I have to prove that $$\lim_{x \to \infty} \frac{x^{a}}{b^{x}} $$ equals zero for all $a$ of $\mathbb{N}$ and $|b|>1$
The suggestion is to start by finding $$\lim_{x \to \infty} \frac{x^{1}}{b^{x}} $$ which I have done. But what I get is $\frac{x}{b^{x}}$ and since the limit of $b^{x}$ is defined as $0$ I don't know how to continue...
Since $\lim_{x\to\infty}x^a=\infty$ and $\lim_{x\to\infty}b^x=\infty$, you can to use L'Hospital's Rule:
\begin{align} \lim_{x\to\infty}\frac{x^a}{b^x} = \lim_{x\to\infty}\frac{d(x^a)/dx}{d(b^x)/dx} = \lim_{x\to\infty}\frac{ax^{a-1}}{\ln(b) b^x} \end{align}
Notice, if $a=1$ then the limit in the numerator is just $1$ while the denominator still goes to infinity, so that the limit of the ratio goes to zero. To complete the proof just notice that for any $a \in \mathbb{N}$ you can just repeat the above step $a$ times until you obtain the same result.

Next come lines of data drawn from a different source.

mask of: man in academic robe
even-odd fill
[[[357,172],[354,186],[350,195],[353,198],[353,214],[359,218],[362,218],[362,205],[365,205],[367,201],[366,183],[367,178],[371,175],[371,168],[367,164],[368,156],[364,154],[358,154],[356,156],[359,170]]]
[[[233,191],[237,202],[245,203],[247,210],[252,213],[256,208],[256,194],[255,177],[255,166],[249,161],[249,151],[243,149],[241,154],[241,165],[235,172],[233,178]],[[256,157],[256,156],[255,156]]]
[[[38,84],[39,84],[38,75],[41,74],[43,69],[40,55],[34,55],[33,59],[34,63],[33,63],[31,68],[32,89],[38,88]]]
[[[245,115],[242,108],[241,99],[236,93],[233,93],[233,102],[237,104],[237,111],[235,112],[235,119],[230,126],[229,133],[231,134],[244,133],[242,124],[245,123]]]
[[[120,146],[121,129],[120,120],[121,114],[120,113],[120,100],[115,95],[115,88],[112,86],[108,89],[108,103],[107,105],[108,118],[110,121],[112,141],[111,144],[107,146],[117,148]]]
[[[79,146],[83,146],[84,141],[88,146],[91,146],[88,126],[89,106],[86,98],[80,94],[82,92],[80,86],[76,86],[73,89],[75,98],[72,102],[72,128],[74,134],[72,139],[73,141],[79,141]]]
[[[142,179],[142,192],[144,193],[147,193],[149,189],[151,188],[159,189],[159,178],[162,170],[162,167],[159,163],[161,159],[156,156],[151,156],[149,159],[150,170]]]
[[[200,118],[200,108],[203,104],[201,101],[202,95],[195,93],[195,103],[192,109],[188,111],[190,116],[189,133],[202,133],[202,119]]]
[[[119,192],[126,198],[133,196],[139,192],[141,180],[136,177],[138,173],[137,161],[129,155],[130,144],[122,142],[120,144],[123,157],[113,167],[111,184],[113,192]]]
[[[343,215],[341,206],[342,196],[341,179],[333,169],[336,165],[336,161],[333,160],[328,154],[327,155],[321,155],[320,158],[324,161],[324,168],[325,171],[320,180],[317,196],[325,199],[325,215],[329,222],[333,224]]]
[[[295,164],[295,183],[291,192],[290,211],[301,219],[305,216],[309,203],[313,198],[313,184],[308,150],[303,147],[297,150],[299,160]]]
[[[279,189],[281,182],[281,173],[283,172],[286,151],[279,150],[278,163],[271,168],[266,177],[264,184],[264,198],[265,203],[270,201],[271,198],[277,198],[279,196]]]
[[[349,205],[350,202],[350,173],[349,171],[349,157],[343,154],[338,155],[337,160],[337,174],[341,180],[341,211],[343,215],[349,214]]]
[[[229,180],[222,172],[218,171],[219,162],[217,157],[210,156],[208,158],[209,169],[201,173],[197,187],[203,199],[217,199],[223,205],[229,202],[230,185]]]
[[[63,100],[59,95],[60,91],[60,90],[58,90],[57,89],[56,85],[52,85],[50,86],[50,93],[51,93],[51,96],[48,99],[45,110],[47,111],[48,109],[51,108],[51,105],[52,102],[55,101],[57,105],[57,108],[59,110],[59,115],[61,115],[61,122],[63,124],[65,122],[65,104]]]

Edit: The above proof work for $b>1$. For the case in which $b<-1$ notice that
$$ \frac{d(b^x)}{dx} = (\ln(-b)+\pi i)b^x$$
the limit of which is $-\infty$. So an analogous argument works for that case.
If you have done $$\lim_{x\to \infty} \frac{x}{b^x} = 0, $$ for all $b >1$, then
$$\lim_{x\to \infty} \frac{x^n}{b^x} = \lim_{x\to \infty} \left(\frac{x}{(\sqrt[n]b)^x}\right)^n = \left( \lim_{x\to \infty}\frac{x}{(\sqrt[n]b)^x}\right)^n =0$$ as $\sqrt[n] b$ is still $>1$. Not sure what's going on when $b<-1$.